Canadian guideline places vapes last in tools to quit smoking list
Sarah Palmer, Features Editor |
E-cigarettes, disposables, puffs, mods—no matter the name, nicotine vapes came onto the scene as the traditional tobacco cigarettes’ trendy alternative, believed to offer the same sensation with a fraction of the side effects.
But according to new guidelines by the Canadian Task Force on Preventive Health Care, vaping should be viewed as a last resort for those seeking to quit cigarette smoking.
The report, published on Aug. 25 in the Canadian Medical Association Journal, states that despite some e-cigarette users saying that the devices helped kick their cravings, the downside of underresearched ingredients outweighs the benefits.
“We suggest against using e-cigarettes for smoking cessation for most people because of uncertainty about unapproved products, long-term harms, and public health impacts,” read the report.
“Most people should first consider other options other than e-cigarettes to stop smoking.”
Instead, the report recommended that nonpregnant adults aged 18 years or older should turn to behavioural tools, such as counselling, and pharmacotherapy—medication or nicotine replacement therapy (NRT)—to curb their hankering.
Including gum, patches, lozenges, inhalers, and sprays, the use of NRTs, either individually or in combination with behavioural tools, is believed to be the most effective approach, regardless of someone’s smoking habits.
Vaping, even when used alongside NRTs, was found by past research to have barely made a dent in changing the routine of cigarette smokers.

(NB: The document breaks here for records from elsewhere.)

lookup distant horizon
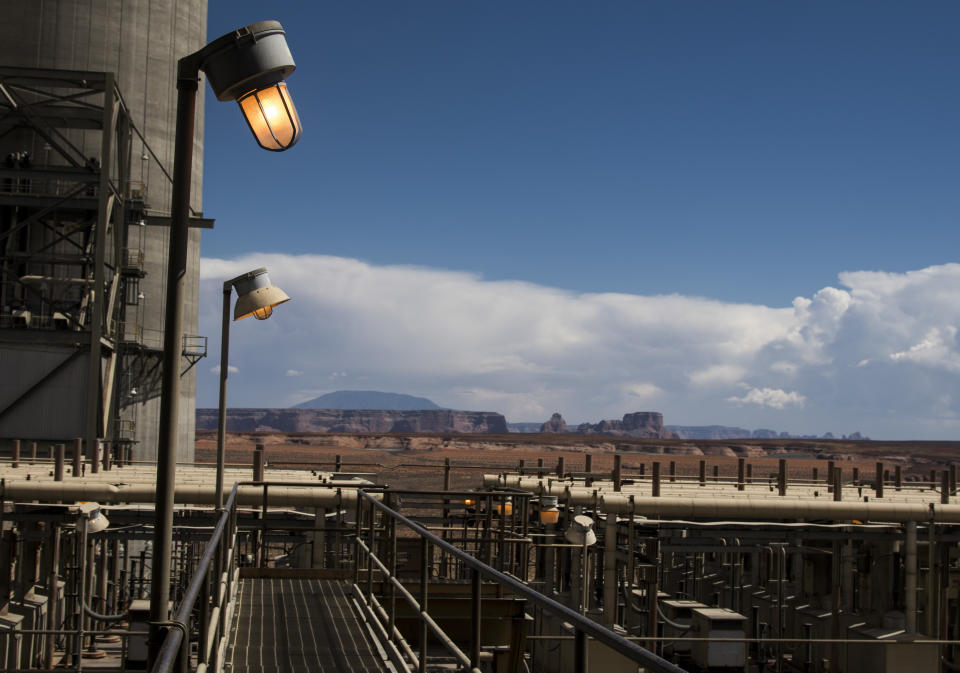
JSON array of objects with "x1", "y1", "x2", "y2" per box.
[{"x1": 199, "y1": 3, "x2": 960, "y2": 442}]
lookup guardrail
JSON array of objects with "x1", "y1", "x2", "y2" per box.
[
  {"x1": 150, "y1": 483, "x2": 239, "y2": 673},
  {"x1": 353, "y1": 488, "x2": 687, "y2": 673}
]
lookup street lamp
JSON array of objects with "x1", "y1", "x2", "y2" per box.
[
  {"x1": 150, "y1": 21, "x2": 300, "y2": 664},
  {"x1": 216, "y1": 267, "x2": 290, "y2": 510}
]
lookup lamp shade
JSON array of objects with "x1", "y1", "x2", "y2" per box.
[
  {"x1": 564, "y1": 514, "x2": 597, "y2": 546},
  {"x1": 198, "y1": 21, "x2": 302, "y2": 151},
  {"x1": 230, "y1": 267, "x2": 291, "y2": 321}
]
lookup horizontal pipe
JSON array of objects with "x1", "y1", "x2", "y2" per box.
[
  {"x1": 1, "y1": 481, "x2": 370, "y2": 507},
  {"x1": 601, "y1": 494, "x2": 957, "y2": 523}
]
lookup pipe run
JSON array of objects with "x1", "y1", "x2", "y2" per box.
[
  {"x1": 1, "y1": 481, "x2": 370, "y2": 507},
  {"x1": 600, "y1": 494, "x2": 960, "y2": 523}
]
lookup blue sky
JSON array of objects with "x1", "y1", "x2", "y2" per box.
[{"x1": 197, "y1": 2, "x2": 960, "y2": 438}]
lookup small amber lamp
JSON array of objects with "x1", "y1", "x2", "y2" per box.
[
  {"x1": 539, "y1": 495, "x2": 560, "y2": 525},
  {"x1": 238, "y1": 82, "x2": 302, "y2": 151}
]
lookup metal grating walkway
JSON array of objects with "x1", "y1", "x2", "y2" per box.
[{"x1": 228, "y1": 578, "x2": 391, "y2": 673}]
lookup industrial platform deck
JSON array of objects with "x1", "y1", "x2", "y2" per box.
[{"x1": 228, "y1": 578, "x2": 392, "y2": 673}]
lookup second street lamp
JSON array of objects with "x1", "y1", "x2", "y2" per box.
[
  {"x1": 216, "y1": 268, "x2": 291, "y2": 510},
  {"x1": 150, "y1": 20, "x2": 300, "y2": 665}
]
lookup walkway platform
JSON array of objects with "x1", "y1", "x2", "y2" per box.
[{"x1": 228, "y1": 577, "x2": 392, "y2": 673}]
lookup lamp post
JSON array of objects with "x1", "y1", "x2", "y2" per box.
[
  {"x1": 216, "y1": 267, "x2": 290, "y2": 510},
  {"x1": 149, "y1": 21, "x2": 301, "y2": 665}
]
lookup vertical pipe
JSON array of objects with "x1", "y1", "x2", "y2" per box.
[
  {"x1": 443, "y1": 458, "x2": 450, "y2": 490},
  {"x1": 253, "y1": 444, "x2": 265, "y2": 482},
  {"x1": 102, "y1": 441, "x2": 111, "y2": 471},
  {"x1": 574, "y1": 629, "x2": 587, "y2": 673},
  {"x1": 149, "y1": 64, "x2": 198, "y2": 667},
  {"x1": 55, "y1": 444, "x2": 65, "y2": 481},
  {"x1": 612, "y1": 455, "x2": 621, "y2": 491},
  {"x1": 927, "y1": 521, "x2": 936, "y2": 637},
  {"x1": 652, "y1": 461, "x2": 661, "y2": 497},
  {"x1": 584, "y1": 454, "x2": 592, "y2": 487},
  {"x1": 558, "y1": 456, "x2": 565, "y2": 478},
  {"x1": 699, "y1": 460, "x2": 706, "y2": 487},
  {"x1": 73, "y1": 437, "x2": 82, "y2": 476},
  {"x1": 216, "y1": 284, "x2": 231, "y2": 511},
  {"x1": 669, "y1": 460, "x2": 676, "y2": 482},
  {"x1": 712, "y1": 464, "x2": 719, "y2": 482},
  {"x1": 827, "y1": 460, "x2": 835, "y2": 485},
  {"x1": 747, "y1": 463, "x2": 753, "y2": 483},
  {"x1": 91, "y1": 439, "x2": 100, "y2": 474},
  {"x1": 833, "y1": 467, "x2": 842, "y2": 502},
  {"x1": 471, "y1": 568, "x2": 481, "y2": 670},
  {"x1": 876, "y1": 462, "x2": 884, "y2": 498},
  {"x1": 43, "y1": 523, "x2": 61, "y2": 669},
  {"x1": 419, "y1": 537, "x2": 428, "y2": 673},
  {"x1": 942, "y1": 471, "x2": 950, "y2": 505},
  {"x1": 853, "y1": 466, "x2": 859, "y2": 483},
  {"x1": 778, "y1": 459, "x2": 787, "y2": 496},
  {"x1": 905, "y1": 521, "x2": 917, "y2": 633},
  {"x1": 603, "y1": 515, "x2": 617, "y2": 625},
  {"x1": 895, "y1": 465, "x2": 902, "y2": 492},
  {"x1": 737, "y1": 457, "x2": 745, "y2": 491},
  {"x1": 813, "y1": 467, "x2": 819, "y2": 482},
  {"x1": 647, "y1": 538, "x2": 660, "y2": 653},
  {"x1": 951, "y1": 464, "x2": 957, "y2": 496},
  {"x1": 12, "y1": 439, "x2": 19, "y2": 468}
]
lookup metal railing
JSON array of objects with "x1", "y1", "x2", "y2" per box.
[
  {"x1": 353, "y1": 489, "x2": 687, "y2": 673},
  {"x1": 150, "y1": 483, "x2": 240, "y2": 673}
]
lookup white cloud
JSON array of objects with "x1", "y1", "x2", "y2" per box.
[
  {"x1": 688, "y1": 365, "x2": 747, "y2": 387},
  {"x1": 209, "y1": 365, "x2": 239, "y2": 375},
  {"x1": 727, "y1": 388, "x2": 806, "y2": 410},
  {"x1": 624, "y1": 382, "x2": 664, "y2": 401},
  {"x1": 889, "y1": 327, "x2": 960, "y2": 372},
  {"x1": 285, "y1": 369, "x2": 303, "y2": 377},
  {"x1": 196, "y1": 256, "x2": 960, "y2": 439}
]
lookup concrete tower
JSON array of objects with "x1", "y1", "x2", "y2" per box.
[{"x1": 0, "y1": 1, "x2": 210, "y2": 461}]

But recent data shows that most of today’s e-cigarette users never smoked cigarettes to begin with.
Vaping’s grip on Gen Z
In Canada, it took 14 years after the devices first entered the market to be legalized. Around that time, in the early 2000s, Health Canada issued an advisory against them, but this ban was never enforced.
Instead, over a decade later, in May 2018, the opposite happened when Bill S-5—amendments to the Tobacco Act and the Non-Smokers Health Act—passed, which effectively legalized the sale of nicotine-containing e-cigarettes to adults.
According to the Canadian Lung Association (CLA), updates to Bill S-5 included some regulations regarding marketing and safety, but these “didn’t go far enough in preventing youth from using vaping products.”
In 2022, the Canadian Tobacco and Nicotine Survey found that 20 per cent of youth aged 20 to 24 reported having vaped in the past month, compared to 14 per cent of youth aged 15 to 19 and four per cent of Canadians over the age of 25.
Even more, in the same study surveying middle and high school students, 17 per cent of youth enrolled in grades 7 to 12 reported using a vape in the past month. Despite almost all of the respondents being underage, 55 per cent of them said obtaining a nicotine vape was easy.
While it may seem logical to assume that young adults are picking up vaping more than minors, university students in 2022 matched their junior counterparts, with 17 per cent of them having vaped in the past month, according to the Canadian Postsecondary Education Alcohol and Drug Use Survey.
Why this is concerning, as the CLA outlines, is due to e-cigarette flavours commonly containing the ingredient glycerol, which is linked to causing irreversible damage, such as pulmonary lung disease, and death in extreme cases.
However, the Government of Canada says that, though vaping is not an approved tool for quitting cigarettes by Health Canada, e-cigarettes are not linked to cancer and contain over 7,000 fewer chemicals than tobacco, making them a decent substitute.
But with the surge in adolescents picking up puffs, the CLA urges that the government ban additives and flavours in addition to Alberta’s preexisting regulations, being the 20 mg nicotine cap and sales tax hike.
“The rise in popularity among young Canadians is staggering,” read the report. “With ongoing aggressive marketing and promotion of these products, there is concern that the numbers of youth vaping will continue to rise.”